Spring Boot 내장 Tomcat Graceful Shutdown

Spring Boot 2.3.0 이후부터는 내장 Tomcat의 Graceful Shutdown을 application.yml에서 간단히 설정할 수 있습니다.

# application.yml
server:
  # Graceful Shutdown 활성화
  shutdown: graceful
  port: 8080
  tomcat:
    # 스레드 풀 설정
    threads:
      max: 200
      min-spare: 10
    # 연결 타임아웃
    connection-timeout: 20s
    # Keep-Alive 연결 최대 요청 수
    keep-alive-timeout: 5s

spring:
  lifecycle:
    # Graceful Shutdown 최대 대기 시간
    timeout-per-shutdown-phase: 30s

// Spring Boot Graceful Shutdown 동작 확인
// SIGTERM 수신 시 자동으로:
// 1. 새로운 요청 수락 중지 (503 반환)
// 2. 처리 중인 요청 완료 대기 (최대 timeout-per-shutdown-phase)
// 3. ApplicationContext 종료
// 4. JVM 종료

// 커스텀 종료 이벤트 처리
import org.springframework.context.ApplicationListener;
import org.springframework.context.event.ContextClosedEvent;
import org.springframework.stereotype.Component;

@Component
public class AppShutdownListener implements ApplicationListener<ContextClosedEvent> {

    @Override
    public void onApplicationEvent(ContextClosedEvent event) {
        System.out.println("[Spring] 애플리케이션 컨텍스트 종료 이벤트 발생");
        // DB 커넥션 풀 정리, 외부 API 연결 해제 등
        performCleanup();
    }

    private void performCleanup() {
        System.out.println("[Spring] 리소스 정리 작업 수행 중...");
        // 실제 정리 로직
    }
}

로드밸런서(Nginx)에서 노드 제거 절차

Tomcat을 종료하기 전에 반드시 로드밸런서(Nginx)에서 해당 노드를 먼저 제거해야 합니다. 이렇게 해야 새로운 요청이 종료 대상 서버로 전달되는 것을 막을 수 있습니다.

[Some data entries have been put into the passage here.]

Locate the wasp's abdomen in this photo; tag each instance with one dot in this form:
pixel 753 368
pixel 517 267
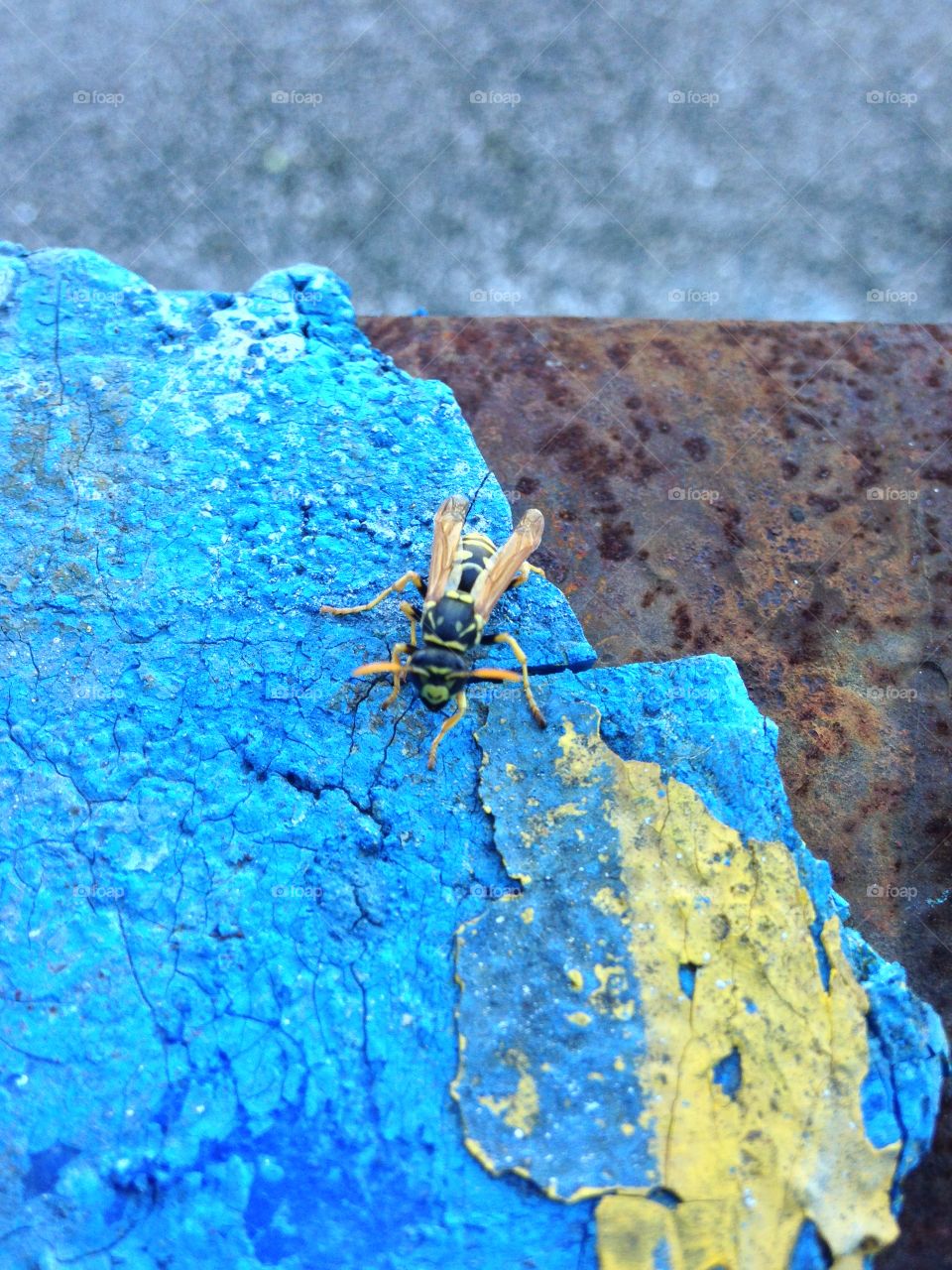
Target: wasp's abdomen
pixel 452 622
pixel 471 557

# /etc/nginx/conf.d/upstream.conf
upstream tomcat_cluster {
    least_conn;

    # 서버 1 (배포 대상)
    server 192.168.1.10:8080 weight=1;

    # 서버 2 (운영 중)
    server 192.168.1.11:8080 weight=1;

    # backup 서버
    server 192.168.1.12:8080 backup;

    keepalive 32;
}

#!/bin/bash
# nginx-drain-node.sh — Nginx upstream에서 노드 드레이닝

NGINX_CONF="/etc/nginx/conf.d/upstream.conf"
TARGET_SERVER="192.168.1.10:8080"
DRAIN_WAIT=30

# 1. 대상 서버를 'down' 상태로 마킹
# Nginx Plus를 사용하는 경우 (동적 업스트림 관리)
# curl -X PATCH http://localhost/api/upstreams/tomcat_cluster/servers/0 \
#      -d '{"down": true}' -H "Content-Type: application/json"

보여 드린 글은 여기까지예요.